General Anti-Avoidance Rule (GAAR)

In News 

  • Recently, the revenue department has launched investigations under the General Anti-avoidance Rule (GAAR)  into companies and entities that may have used creative methods to avoid paying taxes.

About 

  • A Hyderabad-based company, Ekge Retail, has received a notice in which the department has applied Section 96(1)(d) of the Income-tax Act, which deals with impermissible agreements undertaken to avoid taxation.
  • The company has now approached the high court for state of Telangana at Hyderabad challenging the applicability of the section for some transactions undertaken by it in 2018 and 2019.

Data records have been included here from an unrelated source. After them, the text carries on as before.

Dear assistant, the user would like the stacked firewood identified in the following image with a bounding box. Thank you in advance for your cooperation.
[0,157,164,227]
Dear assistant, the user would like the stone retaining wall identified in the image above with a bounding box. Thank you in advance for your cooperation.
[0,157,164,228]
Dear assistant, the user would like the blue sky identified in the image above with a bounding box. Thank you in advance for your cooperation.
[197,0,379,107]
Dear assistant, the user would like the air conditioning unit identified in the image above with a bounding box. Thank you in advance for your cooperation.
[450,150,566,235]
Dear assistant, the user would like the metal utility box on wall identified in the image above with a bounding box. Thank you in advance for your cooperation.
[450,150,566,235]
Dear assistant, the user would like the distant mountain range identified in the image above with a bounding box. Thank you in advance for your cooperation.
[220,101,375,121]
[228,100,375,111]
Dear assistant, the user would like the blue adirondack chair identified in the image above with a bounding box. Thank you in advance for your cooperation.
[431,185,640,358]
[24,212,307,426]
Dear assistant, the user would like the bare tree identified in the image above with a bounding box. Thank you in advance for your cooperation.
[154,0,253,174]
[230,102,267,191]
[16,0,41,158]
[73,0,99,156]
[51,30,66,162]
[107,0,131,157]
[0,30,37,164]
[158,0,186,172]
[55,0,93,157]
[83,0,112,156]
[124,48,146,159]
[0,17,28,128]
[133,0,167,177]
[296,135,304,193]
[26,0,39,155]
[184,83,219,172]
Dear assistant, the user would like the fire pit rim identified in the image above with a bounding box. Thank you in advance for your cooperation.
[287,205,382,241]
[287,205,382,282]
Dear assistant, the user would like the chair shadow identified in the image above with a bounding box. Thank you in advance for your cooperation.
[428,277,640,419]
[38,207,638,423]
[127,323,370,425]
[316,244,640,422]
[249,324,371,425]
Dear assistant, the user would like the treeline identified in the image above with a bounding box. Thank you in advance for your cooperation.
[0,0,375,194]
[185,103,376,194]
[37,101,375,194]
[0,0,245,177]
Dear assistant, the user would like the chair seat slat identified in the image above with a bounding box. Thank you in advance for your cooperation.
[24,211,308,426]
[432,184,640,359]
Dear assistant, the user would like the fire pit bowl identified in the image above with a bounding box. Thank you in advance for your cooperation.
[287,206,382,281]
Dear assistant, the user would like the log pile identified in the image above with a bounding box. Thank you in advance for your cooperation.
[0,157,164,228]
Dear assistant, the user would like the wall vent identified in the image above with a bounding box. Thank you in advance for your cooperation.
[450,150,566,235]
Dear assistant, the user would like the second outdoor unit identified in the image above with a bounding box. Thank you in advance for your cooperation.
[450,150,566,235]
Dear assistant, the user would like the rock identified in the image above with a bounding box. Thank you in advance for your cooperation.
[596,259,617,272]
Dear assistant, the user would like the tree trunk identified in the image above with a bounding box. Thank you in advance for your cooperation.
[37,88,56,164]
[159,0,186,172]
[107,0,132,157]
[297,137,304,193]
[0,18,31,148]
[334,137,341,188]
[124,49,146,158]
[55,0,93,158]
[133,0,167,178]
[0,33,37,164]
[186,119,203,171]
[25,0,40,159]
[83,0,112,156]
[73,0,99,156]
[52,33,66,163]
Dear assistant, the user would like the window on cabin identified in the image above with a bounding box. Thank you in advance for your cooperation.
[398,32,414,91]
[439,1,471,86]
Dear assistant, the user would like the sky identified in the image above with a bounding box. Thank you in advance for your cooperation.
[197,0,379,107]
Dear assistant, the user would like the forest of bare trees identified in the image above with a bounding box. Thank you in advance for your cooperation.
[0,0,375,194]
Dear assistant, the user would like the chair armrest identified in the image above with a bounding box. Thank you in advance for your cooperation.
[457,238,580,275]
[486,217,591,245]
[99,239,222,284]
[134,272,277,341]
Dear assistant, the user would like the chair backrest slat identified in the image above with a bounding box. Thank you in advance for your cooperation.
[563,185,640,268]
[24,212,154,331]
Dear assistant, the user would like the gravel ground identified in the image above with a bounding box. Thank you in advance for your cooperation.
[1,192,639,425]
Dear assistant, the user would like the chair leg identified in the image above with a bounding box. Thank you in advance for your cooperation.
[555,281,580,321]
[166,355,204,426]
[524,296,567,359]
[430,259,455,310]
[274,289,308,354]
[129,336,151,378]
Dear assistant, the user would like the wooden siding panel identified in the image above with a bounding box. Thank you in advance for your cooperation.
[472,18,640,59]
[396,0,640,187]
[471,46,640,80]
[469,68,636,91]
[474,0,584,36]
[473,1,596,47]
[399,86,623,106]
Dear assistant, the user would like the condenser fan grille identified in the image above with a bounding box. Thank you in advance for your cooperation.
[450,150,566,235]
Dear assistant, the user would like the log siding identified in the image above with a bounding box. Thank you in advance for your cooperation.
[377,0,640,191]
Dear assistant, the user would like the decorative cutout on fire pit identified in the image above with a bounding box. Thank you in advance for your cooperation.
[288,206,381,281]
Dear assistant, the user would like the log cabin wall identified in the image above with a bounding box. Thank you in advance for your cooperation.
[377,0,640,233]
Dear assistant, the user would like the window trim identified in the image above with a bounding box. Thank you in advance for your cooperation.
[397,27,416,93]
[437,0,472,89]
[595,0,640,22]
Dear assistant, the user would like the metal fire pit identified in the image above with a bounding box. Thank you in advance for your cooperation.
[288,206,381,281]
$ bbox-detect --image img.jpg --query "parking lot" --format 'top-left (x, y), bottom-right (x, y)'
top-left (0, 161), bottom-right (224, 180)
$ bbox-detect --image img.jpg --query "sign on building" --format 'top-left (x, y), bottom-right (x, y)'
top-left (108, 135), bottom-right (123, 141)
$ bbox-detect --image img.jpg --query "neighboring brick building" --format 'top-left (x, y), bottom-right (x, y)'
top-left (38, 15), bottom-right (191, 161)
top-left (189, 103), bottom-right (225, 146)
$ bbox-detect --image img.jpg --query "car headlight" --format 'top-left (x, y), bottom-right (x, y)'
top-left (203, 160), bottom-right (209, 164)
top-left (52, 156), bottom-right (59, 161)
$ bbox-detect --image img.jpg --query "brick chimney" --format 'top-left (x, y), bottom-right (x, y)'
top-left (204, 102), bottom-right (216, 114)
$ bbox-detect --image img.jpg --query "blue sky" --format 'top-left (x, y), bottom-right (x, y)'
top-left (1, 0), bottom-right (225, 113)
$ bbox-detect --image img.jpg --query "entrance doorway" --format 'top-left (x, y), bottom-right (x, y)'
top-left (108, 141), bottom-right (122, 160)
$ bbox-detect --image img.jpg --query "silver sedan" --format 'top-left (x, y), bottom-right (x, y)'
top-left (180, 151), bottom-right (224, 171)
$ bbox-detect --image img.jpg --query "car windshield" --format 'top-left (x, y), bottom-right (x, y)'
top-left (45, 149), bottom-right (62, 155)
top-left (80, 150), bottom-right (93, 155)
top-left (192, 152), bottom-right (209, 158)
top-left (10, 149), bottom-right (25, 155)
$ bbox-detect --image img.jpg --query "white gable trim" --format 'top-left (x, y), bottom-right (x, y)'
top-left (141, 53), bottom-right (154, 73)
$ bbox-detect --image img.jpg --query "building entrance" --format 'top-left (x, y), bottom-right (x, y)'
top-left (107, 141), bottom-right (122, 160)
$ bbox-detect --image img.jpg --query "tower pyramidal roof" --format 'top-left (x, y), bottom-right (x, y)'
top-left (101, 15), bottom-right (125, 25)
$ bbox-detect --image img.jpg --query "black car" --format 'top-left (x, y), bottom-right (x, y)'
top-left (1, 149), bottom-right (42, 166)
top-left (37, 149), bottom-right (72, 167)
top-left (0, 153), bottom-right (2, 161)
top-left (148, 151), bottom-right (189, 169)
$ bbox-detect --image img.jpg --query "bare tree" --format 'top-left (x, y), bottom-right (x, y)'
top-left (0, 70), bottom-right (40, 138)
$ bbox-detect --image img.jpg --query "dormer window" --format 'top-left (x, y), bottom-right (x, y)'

About General Anti-avoidance Rule (GAAR)

  • It was first introduced in 2012.
  • The provisions of GAAR are contained in Chapter X-A of the  Income Tax Act, 1961. 
  • The GAAR provisions are effective from assessment year 2018-19 onwards,  i.e. financial year 2017-18 onwards.
  • The GAAR provides that certain transactions would be “impermissible avoidance arrangement” (IAA) if 
    • the main purpose is to obtain tax benefit 
    •  it has one of the following characteristics: 
      • it creates rights and obligations, which are not normally created between parties dealing at arm’s length 
      •  it results in misuse or abuse of the provisions of the tax law 
      • it lacks commercial substance and 
      • it is carried out by means or in a manner which is normally not employed for an authentic (bona fide) purpose.
  • Procedure 
    • The government has now specified a procedure in which GAAR notices can be issued. 
    • It was decided that before issuing a notice, a tax officer must escalate the matter to a tax commissioner.
    •  If the commissioner is convinced, then it will be forwarded to a panel, which will have to give its approval before any action is taken.
  • Constitution of the panel.
    • GAAR has existed in its current form in the regulations since 2017-18, but its effective implementation started this year only after the constitution of the panel.
    • The main objective of this panel is to ensure that it is invoked fairly and to avoid subjectivity at the level of officers to pick up cases.
    • GAAR would go into effect if the tax department thinks that some transactions or structures in or outside of India were set up or done just to avoid paying income tax.
    • Any decision by a company to set up an office in another country or undertake a merger or acquisition merely as part of tax planning could attract GAAR.
  • Global Scenario 
    • In the meanwhile, several advanced economies have implemented the GAAR, prominent among them are- the US, the UK, France, Germany, the Netherlands, Canada, New Zealand, China, Poland and Australia.

Why GAAR?

  •  Tax avoidance is legal; but now, large scale revenue loss is occurring due to aggressive tax planning by corporations using avoidance opportunities.
  • Governments in many countries are introducing anti- avoidance rules to check this revenue loss from excessive avoidance.
  • It aims to address tax avoidance and ensure that those in different tax brackets are taxed the correct amount.  
  • It empowers the revenue authorities to deny tax benefits transactions or arrangements which do not have any commercial substance or consideration other than achieving the tax benefit.  

 Issues with GAAR

  • A common criticism of GAAR is that it provides discretion and authority to the tax administration which can be misused.  
  • There are fears that GAAR will discourage foreign investment in India. 
  • It was considered controversial and there was a demand that the government put in proper checks and balances
  • Unreliable and inadequate data is also a major constraint.

Conclusion 

  • To prevent misuse of GAAR provisions by the tax department, adequate safeguards have also been put in place.
  • The government has clarified that GAAR will not be invoked in cases where investments are routed through tax treaties that have a sufficient limitation of benefit (LOB) clause to address tax avoidance.
    • An LOB clause in tax treaties generally requires investors to meet certain spending and employment criteria to avail the benefits of the treaty, to ensure that only genuine resident companies benefit from the pact.
  • The government has specified that all transactions or arrangements that have been approved by courts and quasi-judicial authorities like the authority for advance ruling and that specifically address the issue of tax avoidance will not be subject to the GAAR test.